世界同時不況が日本の自動車業界を直撃する。トヨタ自動車や日産自動車などの大手メーカーも大幅な赤字に転落せざるを得ない危機的な状況だ。今回の異変をいちはやく感じ、対策に乗り出した鈴木修会長。
「30年間右肩上がりで社内に安泰ムードを招いてしまった」 昨年12月には社長を兼務する新体制を敷き、再び現場でも指揮を執り始めた。
「工場にはカネが落ちている」――工場から発想する“独自の経営”で、これまでも時代の先行く新商品、画期的なモノづくりを実現してきた。

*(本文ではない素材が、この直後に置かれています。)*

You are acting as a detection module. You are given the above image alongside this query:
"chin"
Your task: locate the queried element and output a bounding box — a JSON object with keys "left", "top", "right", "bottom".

「危機はチャンスだ」。鈴木会長は今回の危機にどう立ち向かおうとしているのか。
サブプライム問題が発覚する前から在庫調整を指示
―― まず、今回の世界同時不況についてお伺いします。スズキは、米国のサブプライムローン問題に端を発した危機が明らかになるよりも前、一昨年から在庫調整をすすめ、2007年から2008年にかけて約1000億円の在庫を減らしています。
販売実績はまだ良かった時期だけに、スズキの対応の早さは自動車業界では驚きをもって語られています。
なぜ、鈴木修・会長兼社長(以下鈴木会長)には分かったのですか。何を見て異変に気がつかれたのですか。
鈴木修会長 (写真:大西 成明)
鈴木修会長 「何で分かったんですか」とよく聞かれるんですが、異変は論理的に説明できるもんじゃない。勘です。“勘ピューター”です。
一昨年、昨年も上期までは数字はいいんです。昨年は主力の軽自動車「ワゴンR」は良かった。実際、軽自動車の販売台数で5年連続1位になり、振り返ってみれば「2008年普通車も含めた全車種の中で最も売れたクルマ」にもなった。
でも、「メーカー別の国内販売台数ではスズキは日産を抜き、トヨタに次ぐ第2位の地位になりましたね」とか「すごいね、すごいね、修さん」とか、おだてられはじめると、だんだん「なんか違うな」と思うんだな、俺は(笑)。
「国内の販売台数が2位になりました」と言われても「でも利益で見ればどうか」と考えます。「今期も他社が赤字でも黒字ですね」と言われても「たまたま」としか思えません。そもそも、うちはトヨタじゃない。中小企業なんだから(笑)。どんな好調な状況でも“一歩引いて見る”のがクセになっているんです。
―― 今回書かれた著書のタイトルも『俺は、中小企業のおやじ』。連結売上高約3兆5000億円の中小企業というのも不思議な気がします(笑)。
鈴木修会長 3兆5000億円でもうちは中小企業です。
昔は、大企業といえば資本金や人員数、売上高、歴史、利益といった物差しで判断されてきた。でも、現在はそうした物差しではなく、自らの業界でシェアがナンバーワンかどうか、すなわちプライスリーダーであるかどうかが肝心なんです。
ですから、小さな規模でも強い個性や特徴を備えた特定商品で、極めて高い市場シェアを持つ会社こそが大企業です。